2019-01-09-image-20.jpg
 
It really is not, AMD GPUs are known to punch above their weight in this title, the fact they showed this only title in comparison to 2070 speaks volumes about their real world performance. They did the same with Radeon VII by the way, showing it beating the 2080 in this title by a big margin, and we all know how that turned out in the end.
So it's not only a speculation, but it's a speculation based on some doubtful "facts"
1. AMD presented RVII performance in three games representing three APIs (DX11, DX12, Vulkan). They haven't cherry picked only "their absolute best result". Not even the Strange Brigade performance was "their absolute best result" at that time. E.g. in Call of Duty: Black Ops 4 RVII was 20 % faster than RTX 2080.
2. Nvidia released drivers, which boosted performance in Strange Brigade, so situation changed.
3. Why should we expect, that a game, which was fine with Vega architecture, will be the best choice for Navi architecture? There are several games, which like Polaris, but don't like Fiji.

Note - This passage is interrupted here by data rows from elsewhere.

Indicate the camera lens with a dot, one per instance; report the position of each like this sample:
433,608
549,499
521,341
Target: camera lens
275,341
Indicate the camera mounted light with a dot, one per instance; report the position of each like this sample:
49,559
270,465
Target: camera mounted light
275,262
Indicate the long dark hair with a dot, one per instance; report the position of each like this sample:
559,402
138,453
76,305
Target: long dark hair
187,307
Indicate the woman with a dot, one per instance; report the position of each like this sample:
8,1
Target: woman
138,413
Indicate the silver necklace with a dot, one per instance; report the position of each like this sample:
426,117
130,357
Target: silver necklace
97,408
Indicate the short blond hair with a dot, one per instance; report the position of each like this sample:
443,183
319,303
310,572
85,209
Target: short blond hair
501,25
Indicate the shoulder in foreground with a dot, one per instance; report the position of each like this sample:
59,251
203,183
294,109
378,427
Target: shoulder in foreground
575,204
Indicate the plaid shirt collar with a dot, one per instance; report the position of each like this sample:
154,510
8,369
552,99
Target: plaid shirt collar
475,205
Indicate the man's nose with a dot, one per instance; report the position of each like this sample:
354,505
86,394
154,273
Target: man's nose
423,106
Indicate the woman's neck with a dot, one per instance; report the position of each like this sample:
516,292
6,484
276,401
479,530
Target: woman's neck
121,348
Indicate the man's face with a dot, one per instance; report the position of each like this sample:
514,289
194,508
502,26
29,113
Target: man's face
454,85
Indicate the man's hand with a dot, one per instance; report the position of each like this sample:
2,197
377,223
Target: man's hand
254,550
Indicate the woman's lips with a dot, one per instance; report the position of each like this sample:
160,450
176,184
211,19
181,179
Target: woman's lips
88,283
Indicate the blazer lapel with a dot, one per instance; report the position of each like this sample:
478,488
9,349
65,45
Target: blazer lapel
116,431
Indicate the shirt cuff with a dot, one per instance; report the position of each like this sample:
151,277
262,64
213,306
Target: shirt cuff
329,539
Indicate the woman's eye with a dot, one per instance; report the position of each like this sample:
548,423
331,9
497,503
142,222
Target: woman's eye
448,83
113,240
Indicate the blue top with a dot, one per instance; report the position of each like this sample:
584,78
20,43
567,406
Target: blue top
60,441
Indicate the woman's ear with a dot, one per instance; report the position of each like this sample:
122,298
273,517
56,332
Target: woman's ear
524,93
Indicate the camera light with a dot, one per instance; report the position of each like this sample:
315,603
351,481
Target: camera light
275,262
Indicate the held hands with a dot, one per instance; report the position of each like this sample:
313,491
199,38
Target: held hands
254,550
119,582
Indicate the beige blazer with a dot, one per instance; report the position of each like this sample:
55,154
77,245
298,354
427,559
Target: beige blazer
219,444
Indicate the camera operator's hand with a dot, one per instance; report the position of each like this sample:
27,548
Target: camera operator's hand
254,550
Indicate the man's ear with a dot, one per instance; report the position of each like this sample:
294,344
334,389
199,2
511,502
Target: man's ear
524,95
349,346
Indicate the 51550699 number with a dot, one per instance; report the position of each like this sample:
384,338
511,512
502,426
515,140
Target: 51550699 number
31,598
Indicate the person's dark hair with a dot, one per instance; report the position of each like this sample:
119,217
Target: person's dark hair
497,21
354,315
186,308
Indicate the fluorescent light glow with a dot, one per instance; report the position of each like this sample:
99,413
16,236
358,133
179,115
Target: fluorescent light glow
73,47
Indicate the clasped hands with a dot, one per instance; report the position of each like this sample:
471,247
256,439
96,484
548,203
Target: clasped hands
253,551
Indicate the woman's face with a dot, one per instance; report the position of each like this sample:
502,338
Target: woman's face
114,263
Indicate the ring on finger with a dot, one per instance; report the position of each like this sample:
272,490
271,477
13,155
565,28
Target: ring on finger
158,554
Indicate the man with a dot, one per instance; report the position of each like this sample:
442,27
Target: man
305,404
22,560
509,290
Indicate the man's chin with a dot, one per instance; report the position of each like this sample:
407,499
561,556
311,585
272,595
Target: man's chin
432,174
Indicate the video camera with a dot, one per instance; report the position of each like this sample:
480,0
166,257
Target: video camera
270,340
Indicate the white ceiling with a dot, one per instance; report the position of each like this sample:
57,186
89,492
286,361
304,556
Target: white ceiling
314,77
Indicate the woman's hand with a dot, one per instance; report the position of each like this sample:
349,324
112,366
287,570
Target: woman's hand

4. Strange Brigade was never "their absolute best result" and is not even today. E. g. Radeon VII in World War Z @2560×1440 performs 28 % faster than RTX 2080. That would be probably "their absolute best result" to present Navi if(!) the architecture prefers the same workloads.
5. It's not likely, that Navi prefers the same type of workloads as Vega, because the compute/fillrate and compute/geometry ratios were completely changed. It will have significantly lower compute performance, but significantly higher geometry performance than Vega.

So, your findings are really just a speculation and it's not even a speculation based on facts. It's a speculation based on other speculation.